We consider the time evolution of a scalar field propagating in Schwarzschild-de Sitter spacetime. At early times, the field behaves as if it were in pure Schwarzschild spacetime; the structure of spacetime far from the black hole has no influence on the evolution. In this early epoch, the field's initial outburst is followed by quasi-normal oscillations, and then by an inverse power-law decay. At intermediate times, the power-law behavior gives way to a faster, exponential decay. At late times, the field behaves as if it were in pure de Sitter spacetime; the structure of spacetime near the black hole no longer influences the evolution in a significant way. In this late epoch, the field's behavior depends on the value of the curvature-coupling constant xi. If xi is less than a critical value 3/16, the field decays exponentially, with a decay constant that increases with increasing xi. If xi > 3/16, the field oscillates with a frequency that increases with increasing xi; the amplitude of the field still decays exponentially, but the decay constant is independent of xi.

Paper Structure

This paper contains 14 sections, 53 equations, 5 figures.

Figures (5)

  • Figure 1: Absolute value of the wave function $\psi_l(t,r)$ as a function of time $t$, evaluated at $r^* = 10$ in Schwarzschild spacetime ($r_e = 1$) and SdS spacetime ($r_e = 1$ and $r_c = 2000$). The cases $l=0$ and $l=1$ are considered, and the wave functions are plotted on a log-log scale.
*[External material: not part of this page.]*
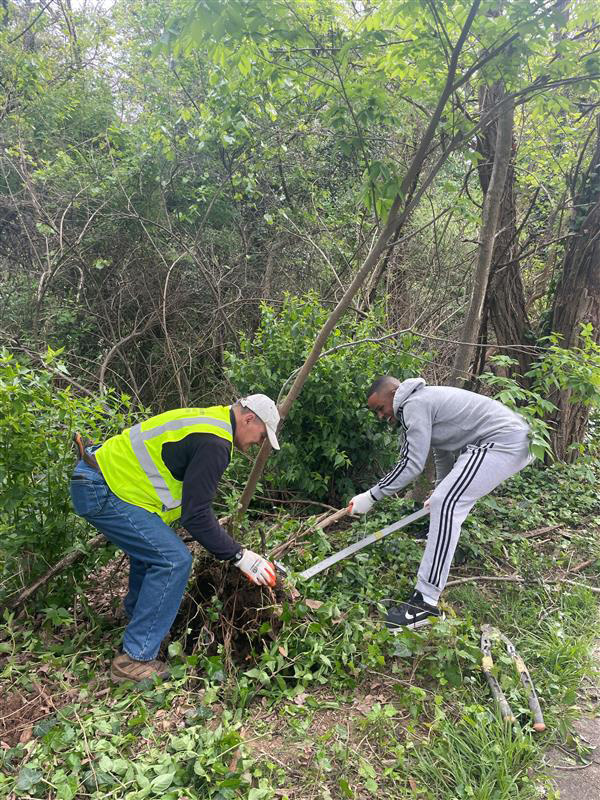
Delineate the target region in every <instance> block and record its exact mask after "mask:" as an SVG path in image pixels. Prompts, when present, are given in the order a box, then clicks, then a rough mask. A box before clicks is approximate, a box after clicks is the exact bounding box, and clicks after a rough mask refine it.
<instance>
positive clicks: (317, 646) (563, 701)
mask: <svg viewBox="0 0 600 800" xmlns="http://www.w3.org/2000/svg"><path fill="white" fill-rule="evenodd" d="M598 471H599V470H598V465H597V464H594V463H593V462H585V463H583V464H579V465H576V466H572V467H563V466H561V467H554V468H552V469H550V470H545V471H535V470H529V471H528V472H527V473H525V474H522V475H521V476H518V477H517V478H516V479H513V481H511V482H510V484H508V485H507V486H506V487H504V488H503V490H502V492H501V493H498V494H496V495H494V496H493V497H492V498H487V499H486V501H485V502H483V503H481V504H480V505H479V506H478V508H477V511H476V513H474V514H473V515H472V516H471V517H470V518H469V519H468V520H467V523H466V525H465V531H464V535H463V537H462V540H461V549H462V555H461V558H463V559H465V561H464V563H463V564H462V565H460V566H458V567H456V568H455V570H454V571H453V574H454V575H458V574H460V575H498V574H519V575H521V576H522V577H523V578H524V579H525V582H524V583H523V584H494V583H476V582H475V583H466V584H463V585H460V586H457V587H455V588H450V589H449V590H448V591H447V592H446V593H445V594H444V602H445V604H446V607H447V619H446V620H441V621H439V622H437V623H436V624H435V625H433V626H432V627H431V628H430V629H429V630H427V631H425V632H423V633H414V632H410V631H408V632H405V633H403V634H402V635H400V636H396V637H394V636H391V635H390V634H389V633H388V632H387V631H385V630H384V629H383V628H382V626H381V622H380V617H381V614H382V612H383V610H384V607H385V605H386V604H388V603H389V602H390V601H392V600H399V599H402V598H403V597H404V596H406V594H407V593H408V592H409V591H410V590H411V588H412V585H413V583H412V582H413V580H414V574H415V572H416V568H417V565H418V562H419V559H420V554H421V552H422V547H423V544H422V543H420V542H419V541H417V540H415V539H411V538H408V537H407V536H403V535H401V536H398V537H389V539H387V540H385V541H383V542H381V543H379V544H377V545H375V546H373V547H372V548H368V549H367V550H365V551H364V552H362V553H360V554H359V555H358V556H357V557H356V558H354V559H352V560H348V561H346V562H342V563H341V564H340V565H339V566H338V567H336V568H334V569H332V570H330V571H329V572H327V573H324V574H322V575H320V576H318V577H316V578H314V579H312V580H311V581H309V582H308V583H306V584H302V585H300V584H298V589H299V591H300V592H301V597H300V598H299V599H298V600H297V601H296V602H295V603H285V604H283V607H282V609H281V615H280V618H281V621H282V628H281V631H280V632H279V633H278V635H277V637H276V638H275V639H274V640H272V641H271V640H270V639H269V637H268V632H267V631H264V632H263V633H264V634H265V640H264V641H265V644H264V645H263V646H262V649H261V650H260V652H257V653H255V658H254V659H253V660H252V661H249V662H248V663H247V664H244V665H242V666H241V667H240V668H239V669H238V670H237V671H235V672H233V673H231V674H228V675H226V674H225V672H224V669H223V659H222V654H221V653H219V652H217V653H211V654H210V656H208V655H207V654H206V653H204V652H202V651H200V652H199V653H197V654H195V655H193V656H184V655H181V654H180V648H178V647H177V643H176V642H175V643H173V645H172V647H171V652H172V654H173V655H172V662H173V664H174V665H175V668H174V674H173V678H172V679H171V680H169V681H168V682H166V683H164V684H162V685H159V686H148V687H142V688H140V689H133V688H132V687H130V686H122V687H112V686H111V685H110V684H109V683H108V681H107V676H106V667H107V664H108V661H109V660H110V658H111V657H112V654H113V652H114V649H115V648H116V647H117V646H118V643H119V640H120V636H121V632H122V630H121V629H120V628H119V627H115V624H114V618H113V617H112V616H111V614H109V613H105V614H99V613H97V611H95V609H94V603H86V604H83V603H82V602H81V601H79V602H78V603H77V604H76V605H75V606H74V607H73V608H69V609H61V608H60V607H58V608H57V607H55V606H54V605H53V604H52V598H46V600H45V606H44V609H45V610H44V609H41V610H40V611H39V612H38V613H37V614H36V616H35V617H32V618H23V619H15V618H14V617H11V616H10V615H9V614H6V613H5V617H4V629H3V631H4V635H3V637H2V641H1V642H0V659H1V660H0V681H1V682H2V689H3V706H2V707H3V709H4V710H3V711H0V716H3V717H4V719H3V720H2V722H1V724H2V727H1V728H0V731H4V738H5V741H6V737H10V741H9V742H8V741H7V742H6V744H7V746H3V749H2V750H1V751H0V754H1V755H0V766H1V771H0V795H1V796H4V797H19V798H20V797H23V798H27V797H36V798H46V797H47V798H57V800H74V798H100V797H102V798H115V800H116V799H118V798H119V799H120V798H127V800H137V799H138V798H140V800H141V798H155V797H161V798H166V800H183V798H188V799H189V800H204V798H215V799H216V800H217V799H218V800H227V799H228V798H249V800H271V798H282V800H283V799H284V798H289V800H313V798H324V800H327V799H328V798H335V800H337V799H338V798H357V800H362V798H369V797H380V796H382V795H388V796H389V797H392V798H394V799H396V798H397V800H408V799H409V798H411V800H414V798H419V799H420V800H462V798H470V800H512V799H513V798H519V800H528V799H529V798H532V800H533V798H534V797H539V796H540V791H541V789H540V787H543V785H544V777H543V768H542V761H541V755H542V753H543V751H544V749H545V748H547V747H548V746H549V745H550V744H551V743H552V742H553V741H559V742H561V741H562V742H564V741H566V740H567V738H568V736H569V728H570V724H571V722H572V720H573V719H574V718H576V716H577V715H578V713H580V712H579V707H578V703H579V700H578V692H579V691H580V688H581V685H582V682H583V681H584V679H585V678H587V677H591V678H592V679H593V678H594V676H595V672H596V665H595V664H594V663H593V662H592V661H591V659H590V655H589V652H590V647H591V644H592V642H593V640H594V638H595V637H596V635H597V632H598V623H597V596H596V595H595V594H594V593H592V592H591V591H590V590H589V589H586V588H584V587H580V586H572V585H568V584H560V583H548V582H547V581H548V580H550V579H556V578H557V577H560V576H564V575H566V574H568V571H569V570H572V569H573V568H574V567H576V566H578V565H580V564H582V563H584V562H588V561H589V562H590V563H589V565H588V566H587V567H585V568H582V569H581V570H578V571H577V572H575V573H573V574H572V576H573V577H574V578H575V579H576V580H578V581H581V582H582V583H589V584H591V585H594V584H595V583H596V577H597V574H598V566H599V565H600V550H599V545H598V527H599V525H600V516H599V513H600V511H599V509H598V500H597V496H596V494H597V492H596V490H595V488H594V482H596V485H597V479H598ZM406 511H407V505H406V504H405V503H403V502H402V501H389V502H387V503H386V505H385V506H384V507H383V508H382V510H381V512H379V511H378V513H377V515H376V516H375V517H374V518H373V519H370V520H369V523H368V525H367V526H366V529H367V530H370V529H373V530H376V529H377V528H378V527H380V526H381V524H382V523H386V522H389V521H391V520H392V519H394V518H398V517H399V516H401V515H403V514H404V513H406ZM553 524H556V525H559V527H558V528H557V529H556V530H555V531H553V532H552V533H549V534H548V535H546V536H544V535H542V536H540V537H533V538H524V536H523V533H524V532H525V531H531V530H534V529H537V528H541V527H544V526H550V525H553ZM291 527H293V524H292V523H291V522H290V520H289V519H288V520H286V521H285V522H284V524H282V531H283V530H284V531H285V533H282V539H283V538H286V537H287V536H288V535H289V533H290V529H291ZM357 527H360V531H357V533H356V536H357V537H358V536H363V535H365V532H366V531H365V526H357ZM354 536H355V534H354V532H353V531H352V532H349V531H348V530H345V531H344V530H341V531H338V532H337V533H332V534H330V533H326V532H318V533H315V534H314V535H313V536H312V537H310V538H309V539H308V540H307V541H306V543H304V544H303V545H302V547H301V548H298V549H296V550H295V551H294V552H293V553H291V554H290V555H289V557H288V559H287V561H288V565H289V566H291V567H293V568H294V569H300V568H301V567H305V566H307V565H308V564H309V563H314V561H316V560H318V559H319V558H322V557H324V556H325V555H327V553H329V552H331V551H333V550H336V549H338V548H339V547H342V546H344V545H345V544H347V543H348V542H349V541H352V537H354ZM544 579H546V581H545V580H544ZM83 591H84V590H83V589H81V590H80V594H81V593H82V592H83ZM87 592H88V595H89V590H87ZM490 621H491V622H493V623H494V624H495V625H497V626H498V627H499V628H500V629H501V630H502V631H503V632H504V633H505V634H506V635H507V636H509V637H510V638H511V639H512V641H513V642H514V644H515V645H516V646H517V648H518V650H519V652H520V653H521V655H522V656H523V657H524V659H525V661H526V663H527V665H528V667H529V670H530V672H531V674H532V677H533V679H534V681H535V684H536V688H537V690H538V694H539V696H540V700H541V703H542V707H543V711H544V715H545V719H546V723H547V727H548V730H547V732H546V733H545V734H542V735H534V734H533V732H532V730H531V724H530V723H531V720H530V715H529V709H528V706H527V703H526V698H525V696H524V694H523V691H522V687H521V685H520V683H519V681H518V678H517V676H516V673H515V671H514V668H513V666H512V662H511V661H510V659H508V658H507V657H506V655H505V654H503V653H502V651H500V650H499V649H498V650H495V651H494V659H495V662H496V664H497V671H498V677H499V680H500V682H501V685H502V687H503V690H504V692H505V694H506V696H507V698H508V700H509V703H510V704H511V707H512V709H513V711H514V712H515V714H516V715H517V723H515V724H514V725H513V726H507V725H505V724H503V723H502V722H501V720H500V719H499V716H498V714H497V712H496V710H495V708H494V705H493V702H492V700H491V697H490V695H489V692H488V689H487V686H486V684H485V681H484V680H483V677H482V673H481V669H480V655H481V654H480V651H479V626H480V624H481V623H482V622H490ZM11 702H13V706H14V707H13V706H11V705H10V703H11ZM7 715H8V716H7ZM11 715H12V716H11ZM11 719H12V720H16V721H17V722H18V724H17V725H16V726H15V725H14V724H13V725H12V728H11ZM15 728H16V730H15ZM2 738H3V734H2V733H1V732H0V739H2ZM19 740H20V741H19Z"/></svg>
In such a plot, a straight line indicates power-law behavior, and a change of sign in the wave function is represented by a deep trough. We see that the early portion of $\psi_1$ is oscillatory, and that for SdS spacetime, $\psi_0$ changes sign at $t \sim 260$.
  • Figure 2: Absolute value of the wave function $\psi_l(t,r)$ as a function of time $t$, evaluated at $r^* = 10$ in SdS spacetime ($r_e = 1$ and $r_c = 100$). The cases $l=0, 1, 2$ are considered, and the wave functions are plotted on a semi-log scale. In such a plot, a straight line indicates exponential behavior. Notice that the final change of sign of the wave function occurs at $t \sim 50$ for $l=0$, $t \sim 190$ for $l=1$, and $t \sim 220$ for $l=2$. Notice also that the numerical integration becomes noisy when $|\psi_l|$ drops below $10^{-14}$.
  • Figure 3: Absolute value of the wave function $\psi_0(t,r)$ as a function of time $t$, evaluated at $r^* = 10$ in SdS spacetime ($r_e = 1$ and $r_c = 100$). Several values of $\xi$ are considered, in the interval between $\xi = 0$ and $\xi = \frac{1}{2}$. The wave functions are plotted on a semi-log scale. The noteworthy features are these: (i) For $\xi < \xi_c$, the wave function decays exponentially, with a decay constant that increases with increasing $\xi$; (ii) for $\xi > \xi_c$, the wave function still decays exponentially, but with a decay constant that no longer varies with $\xi$; (iii) for $\xi > \xi_c$, the wave function oscillates, with a frequency that increases with $\xi$.
  • Figure 4: Absolute value of the wave function $\psi_0(t,r)$ as a function of time $t$, evaluated at $r^* = 0.5$ in pure de Sitter spacetime (with parameter $r_c = 1$). Several values of $\xi$ are considered, in the interval between $\xi = 0$ and $\xi = \frac{1}{2}$. The wave functions are plotted on a semi-log scale. These plots show the same features as in the preceding figure.
  • Figure 5: Absolute value of the wave function $\psi_1(t,r)$ as a function of time $t$, evaluated at $r^* = 0.5$ in pure de Sitter spacetime (with parameter $r_c = 1$). Several small values of $\xi$ are considered, together with the special case $\xi = 0$. The plots make it quite clear that the late-time behavior associated with $\xi \ll 1$ is qualitatively different from the behavior associated with $\xi = 0$. As explained in the text, this qualitative change of behavior is caused by pole cancellation in $1/W$.